Ora penso:- fra un po' si alzeranno per iniziare la loro giornata... una giornata come le altre, fatta di lavoro e problemi. Le persone corrono e non si ha neanche più il tempo per parlare, tutti presi dalla ricerca del denaro per poter vivere o per accumularlo egoisticamente. Non si pensa più ai valori veri della vita e così non si è più felici.

Adesso vedo che quella che scende non è più pioggia ma, sta cominciando a nevicare. Mi viene una gran voglia di andare in montagna e penso che forse in quei paesini di montagna la gente conosce ancora i valori della vita....

Sto viaggiando verso la montagna e mi sento felice. Comincio anche a sentire freddo e vedo un bar in lontananza. Mi fermo per prendere qualcosa di caldo. Decido di non utilizzare più l'auto e comincio a camminare.
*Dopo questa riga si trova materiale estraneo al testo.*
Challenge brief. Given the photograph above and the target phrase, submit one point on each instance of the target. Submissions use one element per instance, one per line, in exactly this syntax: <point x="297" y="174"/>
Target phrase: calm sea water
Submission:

In questo paesino di montagna è tutto diverso dalla nostra città: le persone si conoscono, parlano e sono vive, i bambini ridono felici mentre vanno a scuola accompagnati dalle loro mamme... osservo due vecchietti seduti davanti alle loro case e penso:- Non hanno freddo? Mi salutano e mi parlano facendomi sentire una di loro.

Comincia a scendere la sera e devo tornare a casa. E' molto triste lasciare questi posti dove ti senti considerata, dove le persone non sono robot e la gente sa ancora sorridere. Parto ma, so che ritornerò.

Arrivo davanti a casa mia e mi riprende la tristezza. Vedo delle persone, le saluto ma, non se ne accorgono nemmeno. Mi fanno pena perchè non sapranno mai qual'è la vera vita. Mi viene un pensiero:- Perchè vivere con dei Robot? Riprendo l'auto e ritorno per sempre nel paesino di montagna.